Let’s now turn to expressive objections (cf. Layman, Reference Layman2016). I agree with Brennan and Jaworski that we should reject objections to markets that depend solely on what markets symbolize. If the only thing wrong with some kind of commercial transaction is that it does, as a matter of contingent social fact, possess objectionable symbolic content, then there is no serious moral reason to condemn it. Nevertheless, I believe that most objections Brennan and Jaworski label “semiotic” do not really hinge on symbolism. Rather, most such arguments—and certainly all of the plausible ones—turn on the idea that certain markets implicate people in valuing things in the wrong way. According to these objections, some markets are morally suspect due to a poor fit between (1) a deliberative norm that conditionalizes exchange on valuable consideration and (2) the deliberative standards appropriate for the goods or services at hand. Even if such buying and selling lacks symbolic significance, it is nonetheless objectionable, because the deliberative stance it employs is objectionable. Or so goes this kind of objection.
Let’s consider an example. Brennan and Jaworski offer as a paradigmatic semiotic objection the following claim from Sandel: “A market in children would express and promote the wrong way of valuing them” (Sandel, Reference Sandel2012: 10, quoted at 48). There are two claims at work here. The first is that if people were to take part in the buying and selling of children, they would value children in the wrong way. The second is that if such a market were openly present in a commercial culture, this would communicate that buying and selling children is compatible with valuing them in the right way. The second claim is indeed semiotic. But the first claim, which gives the second claim whatever moral bite it might have, is not about symbolism at all. It is no more appropriate to read “buying and selling children involves valuing children in the wrong way” as “buying and selling children symbolizes valuing children in the wrong way” than it would be to read “dull knives cut in the wrong way” as “dull knives symbolize cutting in the wrong way.”

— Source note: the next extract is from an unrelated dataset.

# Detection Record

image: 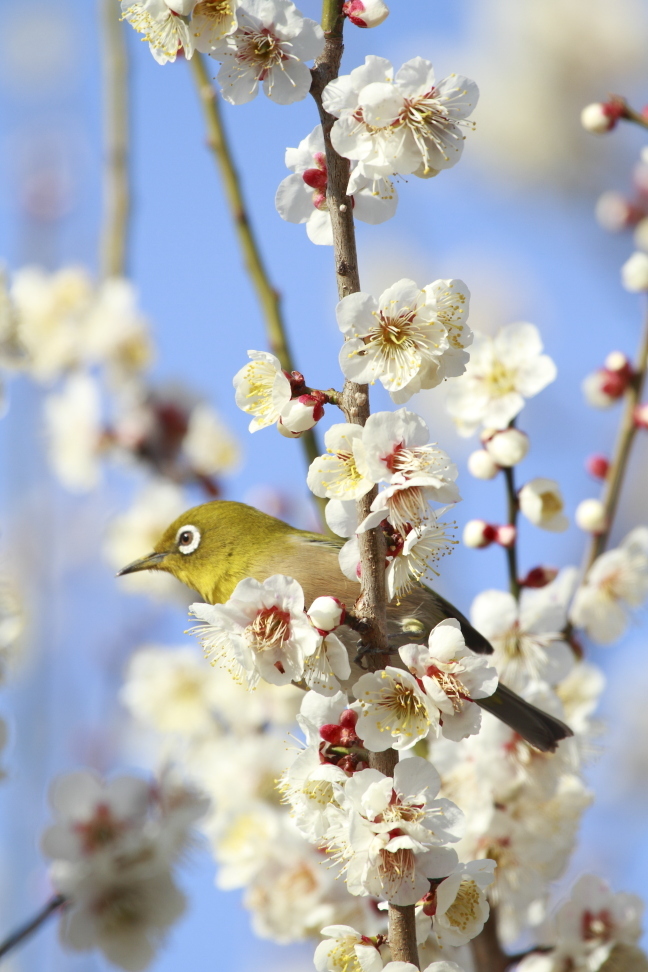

Now, it is a further question whether Sandel or anyone else has shown that there are goods that one values wrongly by applying to them a deliberative norm that conditionalizes their exchange on valuable consideration. Moreover, in order for such an objector to succeed, she must heed Brennan and Jaworski’s sensible warning not to conflate treatment of some good as saleable with treatment of that good as a mere means (53-4). My point here, though, is merely this: anti-commodification arguments grounded in how we ought to value certain goods, services, and people are not fundamentally about symbolism, so the moral insignificance of symbolism is not relevant to whether such arguments succeed.